Entre horreur et rock'n roll, l'association des univers de Stephen King et John Carpenter fait des étincelles

CHRISTINE

1983 – USA

Réalisé par John Carpenter

Avec Keith Gordon, John Stockwell, Alexandra Paul, Robert Prosky, Harry Dean Stanton, Christine Belford

THEMA OBJETS VIVANTS I SAGA STEPHEN KING I JOHN CARPENTER

Sensibilisé par les succès de Carrie et Shining, le producteur Richard Kobritz se lança à son tour dans l’adaptation d’un roman de Stephen King. S’il jeta son dévolu sur « Christine », alors que le roman n’était pas encore publié, c’est qu’il y trouva trois composantes propres à lui attirer les faveurs d’un large public américain : l’adolescence, le rock’n roll et les voitures. A peine remis de l’échec ô combien injuste de The Thing, John Carpenter s’installa sur le fauteuil du réalisateur. Christine raconte l’histoire d’Arnie Cunningham, un jeune lycéen américain timide et complexé, qui semble être l’exact opposé de son ami Dennis, sportif, populaire et courtisé par les filles. Un beau jour, Arnie tombe littéralement sous le charme d’une vieille voiture qui traîne comme une épave rouillée dans l’arrière-cour d’un garage sinistre. Dennis tente de le dissuader de faire une folie, mais Arnie a le coup de foudre : il achète cette Plymouth Fury vieille de 21 ans, qui répond au doux nom de Christine, et passe dès lors tout son temps libre à la restaurer. Bientôt, la voiture retrouve miraculeusement sa jeunesse. Sa carrosserie brille d’un rouge vif flamboyant, son moteur rugit comme s’il sortait de l’usine, et sa vieille radio chante joyeusement les tubes de 1957. Mais peu à peu, l’âme diabolique de la voiture possède Arnie et s’acharne à détruire quiconque s’interpose entre elle et le jeune homme…

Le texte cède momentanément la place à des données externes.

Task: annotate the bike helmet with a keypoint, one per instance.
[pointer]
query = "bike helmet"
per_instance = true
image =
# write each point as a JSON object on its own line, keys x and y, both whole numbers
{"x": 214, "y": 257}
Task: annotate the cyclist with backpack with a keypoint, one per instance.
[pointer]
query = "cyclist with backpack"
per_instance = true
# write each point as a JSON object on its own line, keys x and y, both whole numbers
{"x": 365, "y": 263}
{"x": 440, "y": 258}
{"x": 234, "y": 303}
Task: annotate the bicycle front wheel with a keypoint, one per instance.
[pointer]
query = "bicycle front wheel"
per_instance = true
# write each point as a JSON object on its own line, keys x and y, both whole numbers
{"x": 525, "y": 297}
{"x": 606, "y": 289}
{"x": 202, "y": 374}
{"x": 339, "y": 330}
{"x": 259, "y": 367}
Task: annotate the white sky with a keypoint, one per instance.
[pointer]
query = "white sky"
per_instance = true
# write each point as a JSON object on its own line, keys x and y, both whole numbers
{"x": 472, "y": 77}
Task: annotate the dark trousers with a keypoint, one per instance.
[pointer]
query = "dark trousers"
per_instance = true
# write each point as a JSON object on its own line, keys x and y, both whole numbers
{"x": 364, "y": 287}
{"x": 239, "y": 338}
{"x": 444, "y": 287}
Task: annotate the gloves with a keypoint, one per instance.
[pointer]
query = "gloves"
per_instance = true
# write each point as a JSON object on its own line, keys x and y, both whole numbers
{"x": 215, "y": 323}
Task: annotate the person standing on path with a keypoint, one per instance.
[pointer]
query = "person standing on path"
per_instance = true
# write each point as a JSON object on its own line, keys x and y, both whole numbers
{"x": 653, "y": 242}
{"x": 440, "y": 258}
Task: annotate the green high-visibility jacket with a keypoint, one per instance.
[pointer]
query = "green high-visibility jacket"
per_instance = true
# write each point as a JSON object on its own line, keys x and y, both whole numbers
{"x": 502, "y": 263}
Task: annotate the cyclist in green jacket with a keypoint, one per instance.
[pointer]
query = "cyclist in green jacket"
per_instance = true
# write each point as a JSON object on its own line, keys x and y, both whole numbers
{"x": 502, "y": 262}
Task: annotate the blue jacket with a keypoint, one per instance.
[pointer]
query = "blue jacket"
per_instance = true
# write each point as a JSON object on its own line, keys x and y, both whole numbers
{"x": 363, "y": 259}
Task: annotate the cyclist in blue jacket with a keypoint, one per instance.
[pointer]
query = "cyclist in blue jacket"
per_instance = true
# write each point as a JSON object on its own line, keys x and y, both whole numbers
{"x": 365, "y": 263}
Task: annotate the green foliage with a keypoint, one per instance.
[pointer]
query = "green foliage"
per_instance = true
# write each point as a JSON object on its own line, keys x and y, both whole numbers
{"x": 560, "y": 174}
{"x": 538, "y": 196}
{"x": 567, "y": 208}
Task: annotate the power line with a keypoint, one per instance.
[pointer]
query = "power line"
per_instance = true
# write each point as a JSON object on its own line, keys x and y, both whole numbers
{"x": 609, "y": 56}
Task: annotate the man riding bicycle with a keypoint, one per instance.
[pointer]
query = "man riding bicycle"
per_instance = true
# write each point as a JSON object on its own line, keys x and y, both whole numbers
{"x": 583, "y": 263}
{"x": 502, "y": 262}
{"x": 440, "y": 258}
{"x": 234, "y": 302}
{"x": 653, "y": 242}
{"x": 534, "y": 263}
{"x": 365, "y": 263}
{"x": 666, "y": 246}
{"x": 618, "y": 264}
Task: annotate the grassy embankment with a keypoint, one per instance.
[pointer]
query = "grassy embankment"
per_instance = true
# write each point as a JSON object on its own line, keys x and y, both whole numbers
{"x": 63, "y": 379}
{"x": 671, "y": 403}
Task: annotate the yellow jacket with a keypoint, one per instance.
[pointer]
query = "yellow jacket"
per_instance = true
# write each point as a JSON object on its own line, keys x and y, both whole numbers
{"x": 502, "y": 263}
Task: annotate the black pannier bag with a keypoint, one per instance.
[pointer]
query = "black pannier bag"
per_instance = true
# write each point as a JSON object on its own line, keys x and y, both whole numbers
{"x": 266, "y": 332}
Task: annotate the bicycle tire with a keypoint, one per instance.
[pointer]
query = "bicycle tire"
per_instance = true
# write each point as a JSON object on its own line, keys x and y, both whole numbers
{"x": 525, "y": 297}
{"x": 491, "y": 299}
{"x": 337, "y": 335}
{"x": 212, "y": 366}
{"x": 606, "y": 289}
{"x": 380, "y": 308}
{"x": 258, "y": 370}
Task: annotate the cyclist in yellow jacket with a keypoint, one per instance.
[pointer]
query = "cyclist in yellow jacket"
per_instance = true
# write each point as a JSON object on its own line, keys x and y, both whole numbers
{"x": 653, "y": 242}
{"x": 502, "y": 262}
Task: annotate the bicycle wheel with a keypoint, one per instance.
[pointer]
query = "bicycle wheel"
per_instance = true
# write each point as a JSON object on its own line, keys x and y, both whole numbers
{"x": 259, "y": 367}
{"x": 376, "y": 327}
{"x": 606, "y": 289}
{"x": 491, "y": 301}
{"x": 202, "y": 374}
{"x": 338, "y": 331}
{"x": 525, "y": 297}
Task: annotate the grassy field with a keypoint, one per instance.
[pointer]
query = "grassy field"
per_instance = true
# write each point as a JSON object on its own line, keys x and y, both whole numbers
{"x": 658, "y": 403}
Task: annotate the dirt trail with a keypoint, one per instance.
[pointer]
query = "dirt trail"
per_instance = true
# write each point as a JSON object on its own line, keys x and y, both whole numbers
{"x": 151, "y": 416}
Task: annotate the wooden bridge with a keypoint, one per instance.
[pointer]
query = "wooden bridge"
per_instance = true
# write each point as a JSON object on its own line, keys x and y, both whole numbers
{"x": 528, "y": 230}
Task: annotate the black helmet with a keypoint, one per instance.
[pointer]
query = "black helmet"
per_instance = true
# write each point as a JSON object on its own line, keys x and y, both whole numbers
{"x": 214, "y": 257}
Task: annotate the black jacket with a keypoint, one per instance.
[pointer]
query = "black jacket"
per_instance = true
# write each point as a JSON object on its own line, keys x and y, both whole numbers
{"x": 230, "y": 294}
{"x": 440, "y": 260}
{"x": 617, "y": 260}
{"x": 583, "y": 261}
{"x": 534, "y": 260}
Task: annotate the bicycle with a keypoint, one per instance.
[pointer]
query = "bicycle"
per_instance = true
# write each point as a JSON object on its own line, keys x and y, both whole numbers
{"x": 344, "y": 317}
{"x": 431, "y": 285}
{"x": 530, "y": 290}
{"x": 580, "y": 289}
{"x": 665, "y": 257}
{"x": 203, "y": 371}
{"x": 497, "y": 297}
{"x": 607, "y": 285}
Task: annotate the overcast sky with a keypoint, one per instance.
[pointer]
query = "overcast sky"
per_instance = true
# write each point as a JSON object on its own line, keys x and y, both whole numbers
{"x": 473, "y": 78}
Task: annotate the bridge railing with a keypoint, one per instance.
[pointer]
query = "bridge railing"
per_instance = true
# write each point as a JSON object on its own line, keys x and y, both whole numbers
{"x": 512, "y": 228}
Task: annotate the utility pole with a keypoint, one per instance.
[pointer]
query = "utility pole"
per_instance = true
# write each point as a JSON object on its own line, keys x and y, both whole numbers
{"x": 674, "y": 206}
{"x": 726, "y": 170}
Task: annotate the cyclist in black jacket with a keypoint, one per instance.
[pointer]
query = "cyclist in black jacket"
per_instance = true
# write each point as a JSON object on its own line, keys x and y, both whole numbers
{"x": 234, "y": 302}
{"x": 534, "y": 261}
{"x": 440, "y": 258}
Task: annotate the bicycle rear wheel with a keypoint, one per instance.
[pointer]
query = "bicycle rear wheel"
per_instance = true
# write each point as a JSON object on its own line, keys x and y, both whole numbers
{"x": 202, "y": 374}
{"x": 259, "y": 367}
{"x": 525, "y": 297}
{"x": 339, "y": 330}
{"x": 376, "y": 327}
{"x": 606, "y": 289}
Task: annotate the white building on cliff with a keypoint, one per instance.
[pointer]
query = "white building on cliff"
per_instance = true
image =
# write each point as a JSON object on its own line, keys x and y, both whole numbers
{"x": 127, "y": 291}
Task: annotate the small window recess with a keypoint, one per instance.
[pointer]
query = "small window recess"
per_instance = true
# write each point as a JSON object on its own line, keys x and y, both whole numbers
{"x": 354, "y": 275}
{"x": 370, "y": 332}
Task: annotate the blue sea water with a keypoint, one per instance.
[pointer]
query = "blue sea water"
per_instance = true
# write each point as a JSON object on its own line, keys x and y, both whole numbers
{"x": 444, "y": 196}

Le roman de Stephen King adoptait un mode de narration inhabituel, chacun de ses actes étant conté à la première personne par un protagoniste différent. Sans aller jusqu’à opter pour le même procédé, le scénario de Bill Phillips s’avère remarquablement fidèle au texte initial, malgré quelques épurations nécessaires dues à la taille du texte initial, et l’expurgation du fantôme hantant Christine. Du coup, le film parle moins d’une voiture hantée que d’un objet maléfique doté d’une personnalité propre. A sa maîtrise de l’épouvante, Carpenter ajoute ici une autre de ses passions : le rock’n roll. « J’ai pour habitude de fredonner régulièrement des chansons des Beatles lorsque j’arrive sur les plateaux de tournage », nous avoue-t-il (1). La bande originale du réalisateur/compositeur, synthétique et sommaire comme à son habitude, se mêle donc avec bonheur aux tubes des fifties qui ponctuent le film, ceux-là mêmes qui se trouvaient, par extraits interposés, en exergue de chaque chapitre du roman de King.

Tôle froissée

L’un des aspects les plus fascinants du film est la métamorphose psychologique et physique de son « héros ». Cette mutation suit en toute logique celle de la voiture elle-même, vieille guimbarde rouillée et pitoyable changée en un bolide flambant neuf doté d’une « force de caractère » étonnante. Si le trucage employé pour visualiser les « résurrections » de Christine est d’une simplissime efficacité – les plans de froissage de tôle sont montés à l’envers – la concrétisation technique du film n’alla pas sans mal, nécessitant l’achat à prix d’or de vingt-trois Plymouth Fury et la destruction de la plupart d’entre elles. Pas aussi prestigieuse que les œuvres de Brian de Palma et de Stanley Kubrick, Christine est pourtant sans conteste l’une des adaptations les plus réussies de l’œuvre de Stephen King.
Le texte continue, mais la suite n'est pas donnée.